The Lying Life of Adults
- Cover of first edition (Italy)
- Author: Elena Ferrante
- Audio read by: Anna Bonaiuto
- Original title: La vita bugiarda degli adulti
- Translator: Ann Goldstein
- Language: Italian
- Set in: Naples
- Publisher: Edizioni e/o
- Publication date: 7 November 2019
- Publication place: Italy
- Published in English: 1 September 2020
- Media type: Print (paperback)
- Pages: 336
- ISBN: 9788833571683
- OCLC: 1128092847

= The Lying Life of Adults =

2019 novel by Elena Ferrante

The Lying Life of Adults (La vita bugiarda degli adulti) is a 2019 novel by Elena Ferrante. It was adapted into a television series of the same name by Edoardo De Angelis in 2023.

==Synopsis==
In Naples in the early 1990s, twelve-year-old Giovanna Trada overhears her father, Andrea, disparagingly liken her appearance to that of his estranged sister Vittoria. This sends Giovanna on a search for Vittoria across Naples to discover the nature of the family's fallout.

==Publication==
The novel was first published in Italy in November 2019 by Edizioni e/o, published as part of their Dal Mondo series.
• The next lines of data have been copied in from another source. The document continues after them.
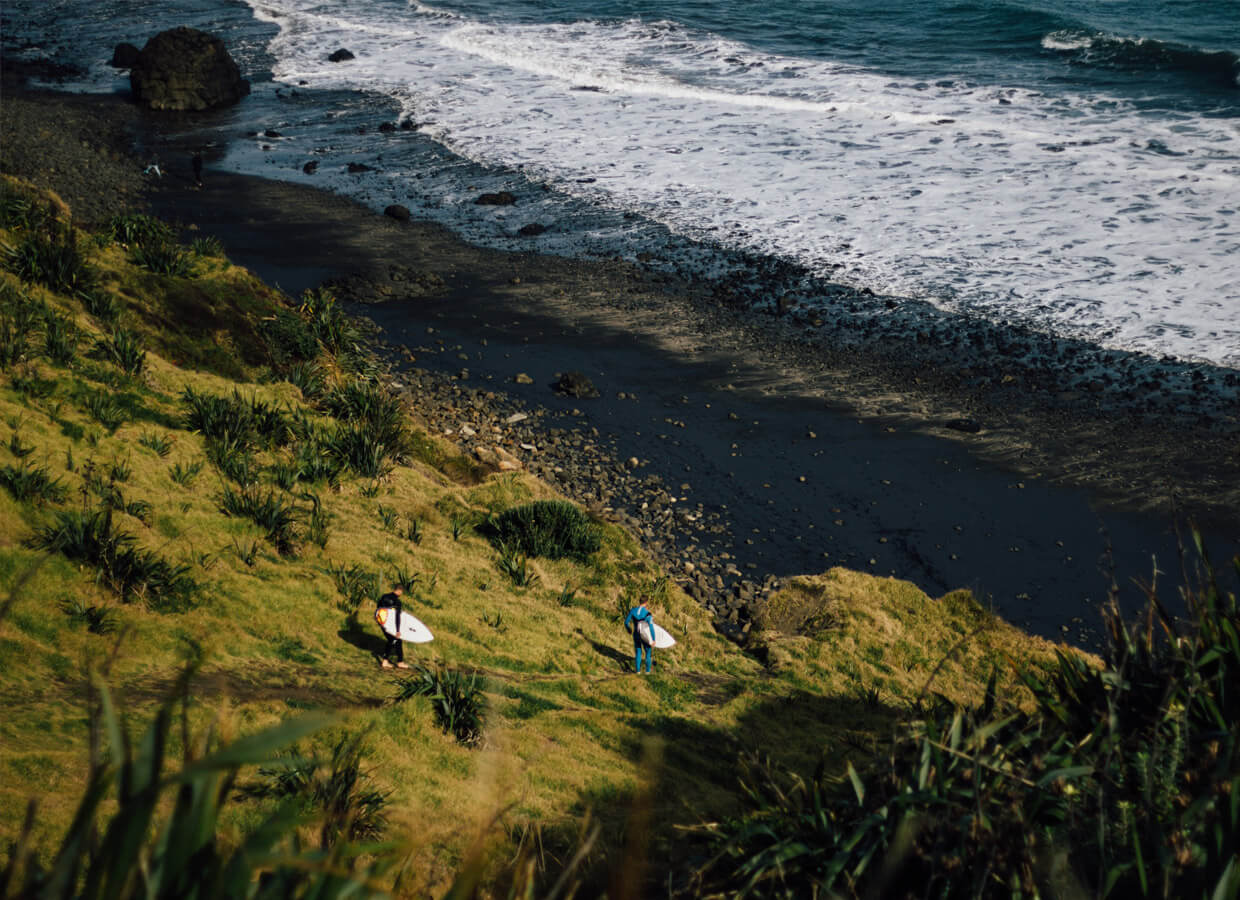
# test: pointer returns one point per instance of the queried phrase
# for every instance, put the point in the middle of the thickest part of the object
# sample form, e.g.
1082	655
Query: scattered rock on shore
574	384
186	70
An English translation by Ann Goldstein was scheduled to be published by Europa Editions on 9 June 2020, but was postponed to 1 September 2020 due to the COVID-19 pandemic. The English translation debuted at number two on The New York Times fiction best-seller list.

==Reception==
In its starred review, Kirkus Reviews praised Goldstein's "fluid" translation and wrote, "Giovanna's nascent sexuality is more frankly explored than that of previous Ferrante protagonists".

Publishers Weekly called Giovanna a "winning character" but nonetheless wrote that the novel "feels minor in comparison to Ferrante's previous work".

A review by Parul Sehgal in The New York Times stated that the book "evokes for me all the ordinary, warring paradoxes of intimate life."

==Television adaptation==

In May 2020, Netflix announced it would be adapting The Lying Life of Adults into a television series of the same name in collaboration with Italy's Fandango production company. The series was released by Netflix in January 2023.